Omega One Buffet Pellets, ok then! I will hopefully get some asap. What about my guys who have been on the same food (2 pellets a day & the occanisal treat) is there anything special i need to do when I switch their food? Sorry if this is a lot of questions i'm just always paranoid i will do something wrong and hurt them.


----------



## Oldfishlady (Mar 1, 2010)

You don't have to get Betta specific food-look at the ingredients-the first item needs to be either whole, filet or meal from fish or seafood source.....pellets, flake, frozen, freeze dried...something different for every meal....what one is missing the other may have to provide a good varied nutrient rich diet....


----------



## MorganC2010 (Jul 7, 2011)

Ok! Thanks for the advice!! I will get some different food when I go to get a third betta. AH! I can't wait! lol. Thanks everyone for the help!


----------



## dramaqueen (Jul 7, 2008)

Can you post some pics of your new guy when you get him?


----------



## MorganC2010 (Jul 7, 2011)

Sure thing! You dont have to ask twice for pics!!


----------



## youlovegnats (Feb 23, 2011)

pics pics!  :blueyay:


----------



## HatsuneMiku (Jul 29, 2011)

there has always been a manufacturer date/lot number an expiration date printed on the foods that i buy .. if there isn't one .. i don't buy it .. cus who knows how long it's been sitting on the shelf at the store .. or someone rubbed it off .. its just too many variables .. so i only get the one's that have it clearly printed .. most of the time it's a super small stamp on the bottom or top lid ..

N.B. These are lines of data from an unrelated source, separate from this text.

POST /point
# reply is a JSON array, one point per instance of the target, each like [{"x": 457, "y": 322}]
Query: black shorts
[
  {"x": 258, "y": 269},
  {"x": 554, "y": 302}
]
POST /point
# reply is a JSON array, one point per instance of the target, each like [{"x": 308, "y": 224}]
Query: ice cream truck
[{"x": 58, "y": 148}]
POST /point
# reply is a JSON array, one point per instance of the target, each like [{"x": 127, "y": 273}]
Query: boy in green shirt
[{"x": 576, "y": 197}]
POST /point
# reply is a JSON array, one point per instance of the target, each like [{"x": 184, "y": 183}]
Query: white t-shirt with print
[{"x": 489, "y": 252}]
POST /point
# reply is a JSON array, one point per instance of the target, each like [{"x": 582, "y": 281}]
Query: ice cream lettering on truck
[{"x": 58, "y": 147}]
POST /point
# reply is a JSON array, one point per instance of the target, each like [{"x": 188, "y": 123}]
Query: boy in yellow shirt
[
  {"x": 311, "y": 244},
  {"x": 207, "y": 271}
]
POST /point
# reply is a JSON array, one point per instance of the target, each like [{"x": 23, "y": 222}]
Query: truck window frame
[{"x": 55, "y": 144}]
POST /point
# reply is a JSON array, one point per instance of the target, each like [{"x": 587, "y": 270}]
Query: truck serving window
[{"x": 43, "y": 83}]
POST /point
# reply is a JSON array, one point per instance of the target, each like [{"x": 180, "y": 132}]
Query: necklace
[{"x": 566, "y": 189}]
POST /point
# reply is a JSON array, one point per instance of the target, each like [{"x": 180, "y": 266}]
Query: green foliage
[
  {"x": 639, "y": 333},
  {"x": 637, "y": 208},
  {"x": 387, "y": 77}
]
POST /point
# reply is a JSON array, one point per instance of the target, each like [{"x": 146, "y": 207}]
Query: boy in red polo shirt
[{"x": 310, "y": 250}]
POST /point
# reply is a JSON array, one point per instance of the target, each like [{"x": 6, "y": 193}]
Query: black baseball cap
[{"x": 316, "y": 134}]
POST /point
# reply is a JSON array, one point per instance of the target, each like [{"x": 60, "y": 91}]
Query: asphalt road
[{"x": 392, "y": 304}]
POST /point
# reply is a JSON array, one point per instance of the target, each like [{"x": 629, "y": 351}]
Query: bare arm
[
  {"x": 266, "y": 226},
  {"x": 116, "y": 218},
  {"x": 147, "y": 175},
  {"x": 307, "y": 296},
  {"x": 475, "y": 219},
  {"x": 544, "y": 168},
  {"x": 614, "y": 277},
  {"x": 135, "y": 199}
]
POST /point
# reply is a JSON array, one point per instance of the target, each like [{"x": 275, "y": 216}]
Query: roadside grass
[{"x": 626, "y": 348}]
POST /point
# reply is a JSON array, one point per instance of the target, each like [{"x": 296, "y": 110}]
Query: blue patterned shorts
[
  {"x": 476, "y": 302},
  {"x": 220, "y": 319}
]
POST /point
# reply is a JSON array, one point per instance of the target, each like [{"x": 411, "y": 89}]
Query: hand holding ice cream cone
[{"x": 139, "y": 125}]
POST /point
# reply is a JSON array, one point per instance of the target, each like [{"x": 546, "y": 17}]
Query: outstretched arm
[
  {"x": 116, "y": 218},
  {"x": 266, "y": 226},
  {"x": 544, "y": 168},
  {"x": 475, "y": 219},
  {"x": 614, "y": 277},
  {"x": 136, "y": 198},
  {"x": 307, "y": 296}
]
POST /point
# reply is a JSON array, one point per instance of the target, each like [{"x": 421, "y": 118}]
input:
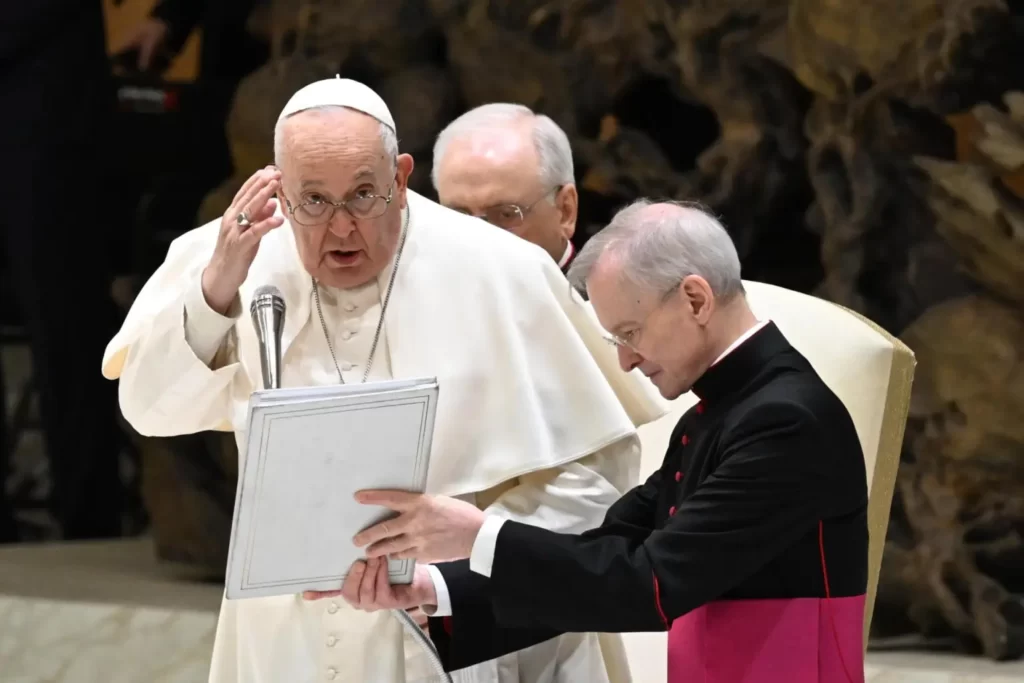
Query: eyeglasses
[
  {"x": 511, "y": 216},
  {"x": 631, "y": 338},
  {"x": 322, "y": 211}
]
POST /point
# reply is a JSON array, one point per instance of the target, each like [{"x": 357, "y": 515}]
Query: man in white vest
[{"x": 535, "y": 422}]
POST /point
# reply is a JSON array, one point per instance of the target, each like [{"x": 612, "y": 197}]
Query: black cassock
[{"x": 762, "y": 481}]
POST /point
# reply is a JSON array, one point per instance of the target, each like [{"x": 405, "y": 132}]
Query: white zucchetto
[{"x": 339, "y": 91}]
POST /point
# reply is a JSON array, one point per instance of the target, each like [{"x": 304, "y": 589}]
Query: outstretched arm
[{"x": 768, "y": 491}]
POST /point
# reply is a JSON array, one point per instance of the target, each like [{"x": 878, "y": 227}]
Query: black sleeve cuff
[{"x": 471, "y": 635}]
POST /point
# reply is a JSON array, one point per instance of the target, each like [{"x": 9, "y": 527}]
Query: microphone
[{"x": 267, "y": 310}]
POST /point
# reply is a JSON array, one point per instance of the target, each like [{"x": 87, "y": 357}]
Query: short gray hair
[
  {"x": 388, "y": 137},
  {"x": 659, "y": 249},
  {"x": 552, "y": 144}
]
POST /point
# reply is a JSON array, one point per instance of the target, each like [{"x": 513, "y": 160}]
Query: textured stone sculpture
[{"x": 871, "y": 153}]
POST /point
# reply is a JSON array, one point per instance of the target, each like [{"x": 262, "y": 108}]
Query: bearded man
[{"x": 536, "y": 422}]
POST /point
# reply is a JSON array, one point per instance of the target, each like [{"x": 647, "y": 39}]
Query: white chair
[{"x": 868, "y": 369}]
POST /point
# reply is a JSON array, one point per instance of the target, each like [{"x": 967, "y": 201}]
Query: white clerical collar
[
  {"x": 567, "y": 255},
  {"x": 743, "y": 337}
]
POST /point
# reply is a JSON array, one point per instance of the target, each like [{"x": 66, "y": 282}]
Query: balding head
[
  {"x": 664, "y": 279},
  {"x": 333, "y": 157},
  {"x": 511, "y": 167},
  {"x": 655, "y": 246}
]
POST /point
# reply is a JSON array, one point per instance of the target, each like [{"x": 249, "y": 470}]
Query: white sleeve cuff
[
  {"x": 481, "y": 559},
  {"x": 443, "y": 607},
  {"x": 205, "y": 328}
]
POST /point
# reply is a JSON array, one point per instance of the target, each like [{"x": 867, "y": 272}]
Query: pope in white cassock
[{"x": 535, "y": 422}]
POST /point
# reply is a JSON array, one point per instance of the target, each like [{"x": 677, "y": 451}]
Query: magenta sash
[{"x": 803, "y": 640}]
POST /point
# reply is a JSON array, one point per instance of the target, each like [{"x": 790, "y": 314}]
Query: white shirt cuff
[
  {"x": 205, "y": 328},
  {"x": 443, "y": 607},
  {"x": 481, "y": 559}
]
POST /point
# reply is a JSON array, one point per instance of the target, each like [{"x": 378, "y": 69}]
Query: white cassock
[{"x": 535, "y": 422}]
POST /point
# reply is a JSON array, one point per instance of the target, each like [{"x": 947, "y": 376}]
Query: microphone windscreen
[
  {"x": 267, "y": 291},
  {"x": 267, "y": 294}
]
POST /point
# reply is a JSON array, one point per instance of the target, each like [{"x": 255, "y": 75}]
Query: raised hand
[{"x": 246, "y": 221}]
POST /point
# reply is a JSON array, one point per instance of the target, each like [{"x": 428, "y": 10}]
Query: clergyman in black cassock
[
  {"x": 749, "y": 546},
  {"x": 762, "y": 497}
]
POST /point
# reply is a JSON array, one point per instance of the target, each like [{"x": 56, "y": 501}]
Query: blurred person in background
[
  {"x": 513, "y": 168},
  {"x": 55, "y": 107},
  {"x": 227, "y": 53}
]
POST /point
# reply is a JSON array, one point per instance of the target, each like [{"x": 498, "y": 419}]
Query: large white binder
[{"x": 308, "y": 451}]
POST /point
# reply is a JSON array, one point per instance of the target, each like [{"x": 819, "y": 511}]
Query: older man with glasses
[
  {"x": 513, "y": 169},
  {"x": 535, "y": 422}
]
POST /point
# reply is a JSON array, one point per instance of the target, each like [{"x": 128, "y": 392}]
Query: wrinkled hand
[
  {"x": 428, "y": 528},
  {"x": 368, "y": 588},
  {"x": 237, "y": 245}
]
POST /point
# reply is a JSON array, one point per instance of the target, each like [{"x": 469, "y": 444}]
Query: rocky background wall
[{"x": 870, "y": 153}]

and.. can't wait for pix !!


----------



## MorganC2010 (Jul 7, 2011)

As promised here are pics of Vladimir, my newest edition.



















sorry about the poor qualty they are from my cell phone for the moment. Oh and that is just his 'holding' bowl untill his tank is ready


----------



## Oldfishlady (Mar 1, 2010)

Nice find.....he is lovely.....


----------



## MorganC2010 (Jul 7, 2011)

Thank You


----------



## Oldfishlady (Mar 1, 2010)

You should start a new thread in the pic section if you haven't already....need to show him off......


----------



## MorganC2010 (Jul 7, 2011)

Oldfishlady said:


> You should start a new thread in the pic section if you haven't already....need to show him off......


I kinda have already, I made a post asking what color he is, which i found out is a red butterfly (i've never seen on in person b4), so I'm bragging on him there  I may make another thread for him tomorrow. I just posted some here since some asked for pics.


----------